A second long-term initiative would be to attract skilled migrants back to the country by means of special training exchanges, getting them to teach at educational institutions, or by supporting especially entrepreneurial migrants. Skilled Filipinos from abroad, especially professionals, can serve as valuable sources for knowledge transfers, as they would impart innovative lessons to their colleagues. Much of that is already happening in India and China, where recent graduates from universities abroad, as well as professionals, are given incentives to return and work in the country as entrepreneurs. Harnessing skills that Filipinos acquire overseas would accelerate domestic innovation and open further opportunities for the unemployed and underemployed.

Filipinos are known to be industrious people, and our families have contributed to economic growth in places like Dubai, Los Angeles, London and Sydney. Our personal circumstances, for better or for worse, are due to labor migration and remittances.

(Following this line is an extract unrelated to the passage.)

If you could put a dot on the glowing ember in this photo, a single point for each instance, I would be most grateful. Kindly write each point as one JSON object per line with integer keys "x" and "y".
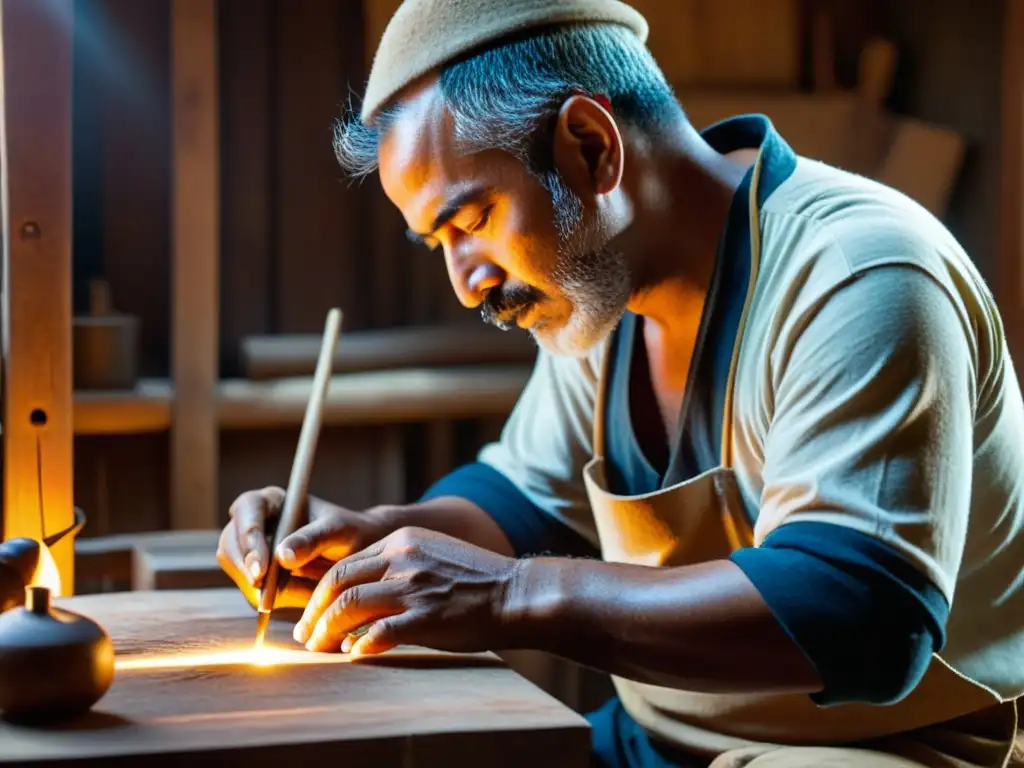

But given the political conflicts abroad, as well as the uncertainties brought about by natural and economic crises, the cost of these remittances are higher than ever. The Philippines is in a position to turn this problem into an opportunity. Just imagine the wealth of knowledge and experience from around the world converging in the Philippines and transforming the country into a “global nation” should our OFWs return. Changing decades of migration and dependence on income earned abroad is an enormous challenge, yet it is one that presents great rewards. If brought together under the right conditions and incentives, our people can build a country that is economically competitive and self-sufficient, with opportunities for Filipinos to raise families without the risks and costs of migration.

(Michael Manansala, currently an exchange student at the School of Oriental and African Studies in London, is a Political Science major at Macalester College in Saint Paul, Minnesota, USA.)